The Estonian Tax and Customs Board has agreed to our view regarding the value of the tokens when issued. Also, our legal research in several other countries has confirmed the same.
The next step is the redemption of Tokens which occurs when shareholders decide to sell their shares in the Company - that is the exit event. In line with the TIP, the Company buys the Tokens back from their holders, and the Participants receive monetary payment in proportion to the actual shares sold by the shareholders. Still, no actual shares will be assigned to the Token holders; only the amount payable is related to the price of the exit deal.
Redeeming Tokens will most probably trigger income or profit taxes. On the other hand, the answer to the question of value-added tax (VAT) may vary.
Participants receive income when the tokens are redeemed; therefore, they are likely required to declare and pay income tax in their country of residence in line with the rules effective there.
Income from the redemption of tokens can be treated as a capital gain from the sale of the token. The difference between the acquisition and sales price is typically taxed in such cases. Since the acquisition price is zero, the entire gain could be taxed. The tax rates and exact rules should be checked in your country of residence.
However, the redemption payment made to the employees can often be income from employment, especially if the employer granted the Tokens as a work-related bonus. Usually, it means that the payroll taxes have to be paid, including the social security contributions.
That is why it is good to know that if you are an Estonian resident employed by an Estonian company, the redemption payment can be treated as a capital gain, and no payroll taxes are withheld. The Estonian Tax and Customs Board confirmed it in a situation where the tokens are redeemed via payments from the equity, which are taxed at the Company level.
Taxation of the Estonian company is essential to explore to understand the tax authorities' view. Taxation of corporate profits ****differs in Estonia as compared to other countries. Profits are not taxed when earned but only when they are distributed. Therefore, the payments made from the equity can also be taxable at the Company level.
As explained above, granting valueless tokens does not create any tax liability. Redeeming tokens may still be a taxable payment for the Estonian company if the payments are made out of the company's equity because such payments are treated similarly to profit distribution.

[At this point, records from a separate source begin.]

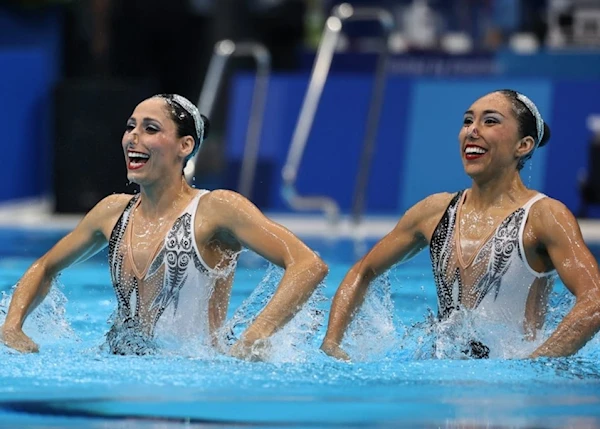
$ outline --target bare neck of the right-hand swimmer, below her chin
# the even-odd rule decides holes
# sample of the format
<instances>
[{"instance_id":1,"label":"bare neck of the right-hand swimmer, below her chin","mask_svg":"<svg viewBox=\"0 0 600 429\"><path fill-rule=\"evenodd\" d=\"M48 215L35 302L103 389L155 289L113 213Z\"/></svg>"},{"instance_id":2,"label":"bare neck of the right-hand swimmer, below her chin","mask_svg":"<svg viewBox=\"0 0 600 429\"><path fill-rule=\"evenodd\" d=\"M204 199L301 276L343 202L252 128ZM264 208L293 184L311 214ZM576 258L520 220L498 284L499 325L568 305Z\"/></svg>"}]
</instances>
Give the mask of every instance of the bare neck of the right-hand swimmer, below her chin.
<instances>
[{"instance_id":1,"label":"bare neck of the right-hand swimmer, below her chin","mask_svg":"<svg viewBox=\"0 0 600 429\"><path fill-rule=\"evenodd\" d=\"M517 173L510 178L496 180L473 180L466 198L469 206L475 210L486 210L490 207L501 207L505 204L517 202L523 193L529 190L523 184L521 176Z\"/></svg>"}]
</instances>

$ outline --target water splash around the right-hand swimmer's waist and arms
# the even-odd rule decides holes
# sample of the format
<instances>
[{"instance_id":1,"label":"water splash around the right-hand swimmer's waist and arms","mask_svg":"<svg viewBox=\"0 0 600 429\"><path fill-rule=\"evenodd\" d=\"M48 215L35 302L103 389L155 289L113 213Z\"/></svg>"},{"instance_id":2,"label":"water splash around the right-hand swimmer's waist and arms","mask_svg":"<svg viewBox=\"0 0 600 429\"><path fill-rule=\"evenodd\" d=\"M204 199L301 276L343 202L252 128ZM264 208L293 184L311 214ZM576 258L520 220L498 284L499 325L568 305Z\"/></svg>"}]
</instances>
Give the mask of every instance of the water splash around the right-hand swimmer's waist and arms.
<instances>
[{"instance_id":1,"label":"water splash around the right-hand swimmer's waist and arms","mask_svg":"<svg viewBox=\"0 0 600 429\"><path fill-rule=\"evenodd\" d=\"M382 277L371 285L342 342L352 361L526 359L574 304L568 291L557 287L550 294L546 322L533 339L528 339L522 332L513 332L485 313L471 309L457 310L440 321L435 309L428 307L422 319L404 320L402 314L394 313L389 279ZM594 339L574 359L599 356L600 340Z\"/></svg>"}]
</instances>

Taxable is the amount of the payments that exceed the contributions made previously to the equity; therefore, the exact tax amount depends on each company's circumstances.
Value-added tax issues may arise when the redemption payment is made to a VAT-liable person. Transfer of the Tokens can be seen as a service such Participants provide. The tax treatment then depends on the views of the particular country since there is no clear guidance on how such exact tokens should be considered under the VAT rules.
In some countries, the transfer of our Tokens would be out of the VAT scope; in some countries, exempt as a supply of financial services; in other countries fully taxable at a standard VAT rate as there is no exception to be applied. We will provide updates if there are any, but so far, we suggest asking your local tax authorities to be absolutely sure.